6.1 Hétérogénéité
des agents : les modèles de bruit sur le marché
Cette partie se concentre plus particulièrement sur la
manière dont l'hétérogénéité des
marchés contraint la prise de risque. Celle-ci se décompose entre
les modèles dits de bruit issus de la finance comportementale et
l'apport de la théorie des jeux.
36 BENASSY-QUERE A., LARRIBEAU, McDONALD, «
Models of Exchange Rate Expectations: Heterogeneous Evidence from Panel Data
», CEPII, 1999
6.1.1 Modèle de Noise Trading37
Au même titre que l'approche microstructurelle, la
finance comportementale cherche à pallier les insuffisances des
modèles fondamentaux dans leur capacité à prédire
les cours et les rendements des actifs. Si l'un s'intéresse à la
formation des prix dans confrontation des anticipations sur les marchés
et leurs cortèges d'effets secondaires comme la volatilité, la
finance comportementale se focalise d'avantage sur le processus
décisionnel tout en s'appuyant sur l'apport microstructurel.

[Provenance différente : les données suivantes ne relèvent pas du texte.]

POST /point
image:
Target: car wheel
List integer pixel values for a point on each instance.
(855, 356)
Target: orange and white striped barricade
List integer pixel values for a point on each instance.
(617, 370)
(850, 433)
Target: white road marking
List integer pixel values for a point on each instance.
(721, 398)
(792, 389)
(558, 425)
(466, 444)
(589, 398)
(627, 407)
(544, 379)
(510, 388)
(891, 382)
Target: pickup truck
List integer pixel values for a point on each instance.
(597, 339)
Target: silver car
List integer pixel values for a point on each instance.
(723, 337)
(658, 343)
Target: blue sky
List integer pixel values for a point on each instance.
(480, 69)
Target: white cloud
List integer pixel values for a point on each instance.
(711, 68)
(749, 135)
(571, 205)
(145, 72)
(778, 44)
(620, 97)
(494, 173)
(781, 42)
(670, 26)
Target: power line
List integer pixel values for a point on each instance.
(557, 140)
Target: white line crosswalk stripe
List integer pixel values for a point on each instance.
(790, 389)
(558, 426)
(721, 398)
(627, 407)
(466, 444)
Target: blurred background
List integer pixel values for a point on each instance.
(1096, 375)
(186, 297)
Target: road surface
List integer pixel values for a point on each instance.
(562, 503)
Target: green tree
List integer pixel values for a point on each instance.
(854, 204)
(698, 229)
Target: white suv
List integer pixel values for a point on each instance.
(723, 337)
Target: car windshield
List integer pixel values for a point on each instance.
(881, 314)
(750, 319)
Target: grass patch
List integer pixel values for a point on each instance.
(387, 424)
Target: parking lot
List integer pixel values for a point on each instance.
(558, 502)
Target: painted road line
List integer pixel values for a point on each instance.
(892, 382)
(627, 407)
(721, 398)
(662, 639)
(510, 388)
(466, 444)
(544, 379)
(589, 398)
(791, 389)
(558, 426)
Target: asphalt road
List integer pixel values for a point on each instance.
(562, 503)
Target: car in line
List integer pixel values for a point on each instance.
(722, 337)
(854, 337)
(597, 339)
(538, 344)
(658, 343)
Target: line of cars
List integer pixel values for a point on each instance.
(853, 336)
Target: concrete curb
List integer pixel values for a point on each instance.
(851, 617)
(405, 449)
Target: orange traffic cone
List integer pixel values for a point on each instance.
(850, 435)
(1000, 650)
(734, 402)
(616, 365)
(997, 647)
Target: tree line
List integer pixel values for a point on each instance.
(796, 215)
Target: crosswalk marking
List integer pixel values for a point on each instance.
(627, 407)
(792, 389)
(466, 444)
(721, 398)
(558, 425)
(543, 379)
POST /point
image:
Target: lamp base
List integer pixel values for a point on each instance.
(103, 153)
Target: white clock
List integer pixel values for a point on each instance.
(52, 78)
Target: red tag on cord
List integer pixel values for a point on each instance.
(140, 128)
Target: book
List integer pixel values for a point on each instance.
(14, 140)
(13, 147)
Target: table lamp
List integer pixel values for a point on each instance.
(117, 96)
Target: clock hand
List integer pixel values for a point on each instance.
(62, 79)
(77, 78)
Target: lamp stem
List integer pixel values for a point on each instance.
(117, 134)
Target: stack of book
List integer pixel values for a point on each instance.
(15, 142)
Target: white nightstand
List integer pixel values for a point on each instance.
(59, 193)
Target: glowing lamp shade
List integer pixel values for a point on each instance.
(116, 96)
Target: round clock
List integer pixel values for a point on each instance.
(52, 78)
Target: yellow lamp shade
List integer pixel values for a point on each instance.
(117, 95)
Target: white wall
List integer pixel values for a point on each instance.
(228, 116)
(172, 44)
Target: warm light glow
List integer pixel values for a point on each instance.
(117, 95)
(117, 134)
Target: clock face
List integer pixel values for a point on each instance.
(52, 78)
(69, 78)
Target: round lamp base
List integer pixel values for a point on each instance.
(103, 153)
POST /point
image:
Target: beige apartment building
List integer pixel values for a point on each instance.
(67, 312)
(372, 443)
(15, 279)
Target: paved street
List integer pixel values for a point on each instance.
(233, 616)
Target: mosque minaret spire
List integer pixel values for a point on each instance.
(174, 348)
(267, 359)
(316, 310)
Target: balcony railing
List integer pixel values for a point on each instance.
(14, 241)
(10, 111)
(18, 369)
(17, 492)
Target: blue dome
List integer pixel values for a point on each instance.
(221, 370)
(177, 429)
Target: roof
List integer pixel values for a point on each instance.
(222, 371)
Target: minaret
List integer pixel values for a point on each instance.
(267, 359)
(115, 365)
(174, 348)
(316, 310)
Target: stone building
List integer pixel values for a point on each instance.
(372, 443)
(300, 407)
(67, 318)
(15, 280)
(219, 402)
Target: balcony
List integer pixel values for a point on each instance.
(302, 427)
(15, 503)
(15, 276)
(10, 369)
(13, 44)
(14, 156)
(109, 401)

6.1.1.1 Principe du modèle
Communément à l'approche prise par Grossman et
Stiglitz dans leur constat de l'impossibilité d'avoir des marchés
efficients en tant que pourvoyeur d'informations, nous sommes ici dans un
modèle avec deux types d'agent : compétent et non
compétent. Ici les investisseurs sont restreints aux arbitrageurs. Tout
agent non arbitrageur est faiseur de bruit.
La principale conclusion de ce modèle est
l'impossibilité de l'arbitrage au sens neutre en risque. Il est
nécessairement porteur d'un risque car l'existence de parfaits
substituts entre les positions acheteuses et vendeuses est illusoire. Un risque
perdure par la non substituabilité exacte des titres en termes de
profils de risquerendement. Cette inadéquation est en outre
accentuée par le risque.
En effet, les intervenants incompétents sont mus par
leurs propres sentiments. Ils ne fondent pas leurs décisions
d'investissement sur une analyse fondamentale mais sur une impression de
continuité de tendance transformant ces sentiments en anticipations
potentiellement auto-réalisatrices. Dans cette perspective, tout
arbitrageur à horizon fini de court terme se trouve donc exposé
au bruit de marché rendant son opération vaine. C'est la crainte
de mouvements adverses qui vient restreindre l'arbitrageur dans ses
stratégies d'investissement. Non seulement il assume un risque
intrinsèquement non nul mais aussi un risque de marché
général naturel qui peut lui être défavorable car
nourri par l'inconstance, le bruit... des autres participants.
37 SHLEIFER A., «Inefficient Markets: an
Introduction to Behavioral Finance», Clarendon Lecture in Economics,
Oxford University Press, 2000
Au même titre que l'efficience des marchés ne
peut durablement exister, l'arbitrage n'existe pas à moins d'être
de long terme. Sinon, il se réduit à une forme de
spéculation se contentant de mettre en place des stratégies
d'investissement les moins incertaines possibles. L'arbitrage s'intègre
dans la spéculation qui s'étaye en voulant capter un mouvement ce
correction des prix. Les marchés peuvent rester illogiques plus
longtemps que les arbitrageurs ne demeureront rentables. Ainsi se crée
un effet de sélection adverse sur les marchés.